Inibaru.id – Masjid Agung Demak dan Menara Kudus sejauh ini dikenal sebagai pusat penyebaran Islam Nusantara di Jawa Tengah. Ini nggak lepas dari keberadaan sejumlah pemuka agama, yang dikenal sebagai Walisongo, yang sengaja memulai dakwahnya dari wilayah pesisir utara.
Seperti kita tahu, Demak dan Kudus memang berada di wilayah ujung utara Jateng. Setali tiga uang, Gresik, Tuban, dan Surabaya, di Jawa Timur, serta Cirebon di Jawa Barat, juga menjadi wilayah penyebaran Walisongo.
Berawal dari Ampel (Surabaya), Islam bergerak ke Gresik dan Tuban. Kala itu, ketiga kota itu merupakan wilayah bandar atau pelabuhan. Walisongo yang disinyalir juga merupakan pedagang tentu lebih mudah menjangkau pesisir utara Jatim itu.
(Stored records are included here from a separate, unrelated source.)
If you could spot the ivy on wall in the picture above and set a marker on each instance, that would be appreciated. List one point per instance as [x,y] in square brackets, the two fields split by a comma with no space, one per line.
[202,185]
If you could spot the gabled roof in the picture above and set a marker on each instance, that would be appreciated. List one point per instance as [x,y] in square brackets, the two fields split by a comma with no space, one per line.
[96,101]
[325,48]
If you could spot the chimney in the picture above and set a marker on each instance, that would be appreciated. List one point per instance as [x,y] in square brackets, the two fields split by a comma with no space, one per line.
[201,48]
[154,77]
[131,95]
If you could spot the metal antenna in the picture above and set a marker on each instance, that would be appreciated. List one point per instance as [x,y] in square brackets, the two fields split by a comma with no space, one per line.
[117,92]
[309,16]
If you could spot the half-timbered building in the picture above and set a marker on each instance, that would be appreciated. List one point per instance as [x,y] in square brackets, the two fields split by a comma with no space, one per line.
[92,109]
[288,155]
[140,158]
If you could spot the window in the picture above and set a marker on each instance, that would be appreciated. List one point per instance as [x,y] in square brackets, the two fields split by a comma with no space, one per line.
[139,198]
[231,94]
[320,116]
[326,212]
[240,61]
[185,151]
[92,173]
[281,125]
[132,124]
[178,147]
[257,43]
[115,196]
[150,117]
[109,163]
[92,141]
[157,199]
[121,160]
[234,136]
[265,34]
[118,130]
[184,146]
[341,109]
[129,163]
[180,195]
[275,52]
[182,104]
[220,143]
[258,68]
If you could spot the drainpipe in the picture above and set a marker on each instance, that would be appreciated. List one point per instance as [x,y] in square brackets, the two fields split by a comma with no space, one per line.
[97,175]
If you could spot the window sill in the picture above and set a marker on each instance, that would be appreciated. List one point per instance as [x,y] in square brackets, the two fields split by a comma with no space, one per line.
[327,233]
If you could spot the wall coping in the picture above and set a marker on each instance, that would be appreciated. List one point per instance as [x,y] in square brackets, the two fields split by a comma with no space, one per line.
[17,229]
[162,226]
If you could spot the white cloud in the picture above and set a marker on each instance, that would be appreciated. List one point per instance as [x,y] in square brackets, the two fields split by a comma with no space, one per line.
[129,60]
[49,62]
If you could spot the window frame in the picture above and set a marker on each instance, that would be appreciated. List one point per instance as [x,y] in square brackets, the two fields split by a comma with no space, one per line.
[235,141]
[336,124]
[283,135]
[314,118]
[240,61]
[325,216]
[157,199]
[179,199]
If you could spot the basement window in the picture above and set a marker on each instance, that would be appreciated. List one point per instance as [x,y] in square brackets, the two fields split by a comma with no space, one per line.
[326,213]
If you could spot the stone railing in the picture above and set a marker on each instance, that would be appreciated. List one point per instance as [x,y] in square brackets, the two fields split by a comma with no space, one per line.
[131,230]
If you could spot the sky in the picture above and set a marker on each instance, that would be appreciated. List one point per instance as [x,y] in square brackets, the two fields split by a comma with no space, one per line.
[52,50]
Sebagai pusat perniagaan, Jawa tentu banyak dikunjungi pedagang dari luar pulau. Nah, jika Islam menyebar di Jawa, para pedagang yang datang pun diharapkan bakal “membawa” Islam ke daerah asal mereka.
Dari Jatim, Islam bergerak ke Jateng. Kenapa? Ini karena pusat kebudayaan dan politik ada di Jateng. Hal tersebut terjadi setelah Majapahit goyah pada 1478 lantaran serangan Kediri. Laiknya di Jatim, para sunan menyebarkan Islam di pantura Jateng juga lantaran daerah itu dipenuhi pelabuhan besar.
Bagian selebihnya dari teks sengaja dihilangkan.